# News & Current Events > Economy & Markets >  1950 Series Twenty Dollar Bill

## therealjjj77

I just got this twenty dollar bill that is a 1950 series made in Chicago, Illinois.
On the front of the bill it reads:

FEDERAL RESERVE NOTE
UNITED STATES OF AMERICA
*WILL PAY TO THE BEARER ON DEMAND*
TWENTY DOLLARS

In tiny script it says:
THIS NOTE IS LEGAL TENDER FOR ALL DEBTS, PUBLIC AND PRIVATE, *AND IS REDEEMABLE IN LAWFUL MONEY AT THE UNITED STATES TREASURY, OR AT ANY FEDERAL RESERVE BANK.*

Compare that to the modern bills:
THIS NOTE IS LEGAL TENDER FOR ALL DEBTS, PUBLIC AND PRIVATE

Is this bill still worth a set amount of gold?  =P  Or is it worth evidence in a case of fraud against the Federal Reserve?

----------


## Chester Copperpot

Its not worth anything in gold .. Its just fiat money... It was the transition phrasing they used from "REEDEMABLE IN $20 GOLD COIN..."

and "THIS NOTE IS LEGAL TENDER..."

ITs just a regular $20 bill.. if its in real good condition you might be able to sell it to a collected for $20.50 or something like that

----------


## Chester Copperpot

Just as an aside.. Even if you had an old gold certificate that said "REDEEMABLE IN GOLD COIN"

Its just not reedemable in gold coin anymore.. Unless of course you are the federal reserve.. THEIR Gold certificates are still redeemable for gold at like $25/ounce... So a $100 GOLD CERTIFICATE owned by the fed is worth 4 ounces of gold or $3,200+ right now.. Sweet deal for them eh?

----------


## diesirae

The point was that it was to let people who hold the bills know that they can exchange it for legal tender, on demand.

----------


## PepperdotNet

The other point is, there is no longer any "LAWFUL MONEY" available.

Here's something I've been doing.

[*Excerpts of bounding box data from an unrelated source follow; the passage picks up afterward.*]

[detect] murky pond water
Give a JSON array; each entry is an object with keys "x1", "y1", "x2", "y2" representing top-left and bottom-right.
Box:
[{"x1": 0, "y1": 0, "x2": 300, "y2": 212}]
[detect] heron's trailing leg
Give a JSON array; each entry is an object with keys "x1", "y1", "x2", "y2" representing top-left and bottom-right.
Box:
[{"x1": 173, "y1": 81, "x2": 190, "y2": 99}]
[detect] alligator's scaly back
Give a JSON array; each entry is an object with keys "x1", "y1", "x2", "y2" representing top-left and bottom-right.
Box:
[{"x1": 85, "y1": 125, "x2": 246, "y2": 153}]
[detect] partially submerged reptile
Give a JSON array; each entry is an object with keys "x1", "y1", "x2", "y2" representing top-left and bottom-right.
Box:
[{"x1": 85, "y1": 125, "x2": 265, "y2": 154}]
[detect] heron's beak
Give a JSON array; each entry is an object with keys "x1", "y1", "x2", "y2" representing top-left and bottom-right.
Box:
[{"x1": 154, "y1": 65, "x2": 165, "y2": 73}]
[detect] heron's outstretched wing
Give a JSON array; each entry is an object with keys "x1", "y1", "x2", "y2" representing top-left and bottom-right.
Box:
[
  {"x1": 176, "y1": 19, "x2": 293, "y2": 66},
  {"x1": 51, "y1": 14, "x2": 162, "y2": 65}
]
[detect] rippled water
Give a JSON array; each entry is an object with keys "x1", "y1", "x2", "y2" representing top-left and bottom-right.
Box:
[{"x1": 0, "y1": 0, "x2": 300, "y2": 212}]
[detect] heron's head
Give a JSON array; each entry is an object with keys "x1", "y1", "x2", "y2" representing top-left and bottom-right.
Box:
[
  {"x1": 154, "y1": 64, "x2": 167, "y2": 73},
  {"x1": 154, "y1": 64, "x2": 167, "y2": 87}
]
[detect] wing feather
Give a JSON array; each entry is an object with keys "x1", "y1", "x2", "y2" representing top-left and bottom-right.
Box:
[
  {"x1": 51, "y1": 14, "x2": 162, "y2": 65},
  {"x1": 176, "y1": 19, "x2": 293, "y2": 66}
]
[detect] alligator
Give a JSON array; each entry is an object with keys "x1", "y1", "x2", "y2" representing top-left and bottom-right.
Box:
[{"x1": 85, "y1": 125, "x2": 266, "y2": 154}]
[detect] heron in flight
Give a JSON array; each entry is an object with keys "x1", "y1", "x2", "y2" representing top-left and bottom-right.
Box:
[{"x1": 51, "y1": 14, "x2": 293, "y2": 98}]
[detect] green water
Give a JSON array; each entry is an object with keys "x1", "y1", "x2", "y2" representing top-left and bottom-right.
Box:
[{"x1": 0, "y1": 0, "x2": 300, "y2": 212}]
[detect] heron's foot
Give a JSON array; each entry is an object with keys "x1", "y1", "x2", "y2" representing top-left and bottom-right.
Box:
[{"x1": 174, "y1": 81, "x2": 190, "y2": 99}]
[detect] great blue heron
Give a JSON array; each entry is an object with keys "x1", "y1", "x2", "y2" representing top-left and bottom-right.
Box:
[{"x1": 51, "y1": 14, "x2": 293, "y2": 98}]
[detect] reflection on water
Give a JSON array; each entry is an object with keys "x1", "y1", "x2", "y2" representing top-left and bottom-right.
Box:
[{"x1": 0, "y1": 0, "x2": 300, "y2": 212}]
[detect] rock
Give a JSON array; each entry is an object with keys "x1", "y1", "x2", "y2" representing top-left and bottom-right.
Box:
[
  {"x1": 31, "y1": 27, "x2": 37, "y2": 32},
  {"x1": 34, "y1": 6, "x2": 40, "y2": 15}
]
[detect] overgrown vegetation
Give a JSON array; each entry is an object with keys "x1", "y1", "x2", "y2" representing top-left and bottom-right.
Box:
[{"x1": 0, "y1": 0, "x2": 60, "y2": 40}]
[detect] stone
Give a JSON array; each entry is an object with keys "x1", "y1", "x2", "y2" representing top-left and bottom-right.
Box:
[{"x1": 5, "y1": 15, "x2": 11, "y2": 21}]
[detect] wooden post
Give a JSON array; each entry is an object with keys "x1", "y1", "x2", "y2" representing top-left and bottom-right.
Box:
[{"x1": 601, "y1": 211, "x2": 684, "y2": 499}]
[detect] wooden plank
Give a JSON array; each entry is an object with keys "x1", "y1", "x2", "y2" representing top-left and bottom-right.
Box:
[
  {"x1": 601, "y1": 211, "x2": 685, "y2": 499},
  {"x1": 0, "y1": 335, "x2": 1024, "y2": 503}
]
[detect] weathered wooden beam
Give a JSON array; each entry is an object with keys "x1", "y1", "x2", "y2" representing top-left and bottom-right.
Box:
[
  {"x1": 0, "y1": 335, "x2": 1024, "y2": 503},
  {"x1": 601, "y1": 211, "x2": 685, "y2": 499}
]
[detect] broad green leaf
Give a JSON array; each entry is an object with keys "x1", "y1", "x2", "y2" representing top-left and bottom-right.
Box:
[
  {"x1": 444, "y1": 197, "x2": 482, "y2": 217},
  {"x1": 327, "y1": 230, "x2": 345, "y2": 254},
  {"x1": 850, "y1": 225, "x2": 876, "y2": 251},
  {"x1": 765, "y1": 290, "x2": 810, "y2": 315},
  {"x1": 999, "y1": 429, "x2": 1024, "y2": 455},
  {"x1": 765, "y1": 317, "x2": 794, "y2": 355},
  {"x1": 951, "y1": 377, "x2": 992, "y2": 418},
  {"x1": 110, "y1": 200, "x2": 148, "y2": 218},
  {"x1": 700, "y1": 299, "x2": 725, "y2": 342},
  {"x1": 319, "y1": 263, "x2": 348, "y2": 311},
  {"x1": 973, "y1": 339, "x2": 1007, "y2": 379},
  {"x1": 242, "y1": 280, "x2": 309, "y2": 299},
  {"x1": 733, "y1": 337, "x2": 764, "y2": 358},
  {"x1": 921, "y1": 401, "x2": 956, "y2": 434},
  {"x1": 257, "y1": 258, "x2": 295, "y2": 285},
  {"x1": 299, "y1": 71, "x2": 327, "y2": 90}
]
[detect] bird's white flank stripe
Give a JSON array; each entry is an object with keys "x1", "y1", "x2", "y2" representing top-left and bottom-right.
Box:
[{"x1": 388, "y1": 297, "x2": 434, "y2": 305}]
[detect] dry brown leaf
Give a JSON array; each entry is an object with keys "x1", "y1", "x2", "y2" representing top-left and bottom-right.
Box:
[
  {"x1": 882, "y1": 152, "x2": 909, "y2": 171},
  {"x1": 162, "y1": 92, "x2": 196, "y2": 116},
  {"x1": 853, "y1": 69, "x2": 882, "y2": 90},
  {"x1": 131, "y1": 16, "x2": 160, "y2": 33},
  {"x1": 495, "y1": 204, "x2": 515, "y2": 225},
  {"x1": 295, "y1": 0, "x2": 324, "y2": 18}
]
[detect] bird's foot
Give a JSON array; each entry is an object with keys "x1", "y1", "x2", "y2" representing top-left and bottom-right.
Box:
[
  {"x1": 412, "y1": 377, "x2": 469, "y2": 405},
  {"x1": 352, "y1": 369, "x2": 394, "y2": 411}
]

Every time I need "cash" to carry around, I go to the bank and request the "gold coins" instead of paper money. Not as convenient as the ATM, but it gives me the opportunity every time I spend it, to explain that I prefer to use money that doesn't have "Federal Reserve" stamped on it, and if the person shows any interest I can explain Dr. Paul's position on the money situation.

----------


## nate895

> I just got this twenty dollar bill that is a 1950 series made in Chicago, Illinois.
> On the front of the bill it reads:
> 
> FEDERAL RESERVE NOTE
> UNITED STATES OF AMERICA
> *WILL PAY TO THE BEARER ON DEMAND*
> TWENTY DOLLARS
> 
> In tiny script it says:
> ...


It's a contract, so you should go to the Fed and demand your money. If they don't give it to you, sue them for it, and if Paul doesn't win the Presidency make sure to file this lawsuit next cycle to bring attention to the next standard bearer.

----------


## diesirae

> It's a contract, so you should go to the Fed and demand your money. If they don't give it to you, sue them for it, and if Paul doesn't win the Presidency make sure to file this lawsuit next cycle to bring attention to the next standard bearer.


They'll just give you another bill.

----------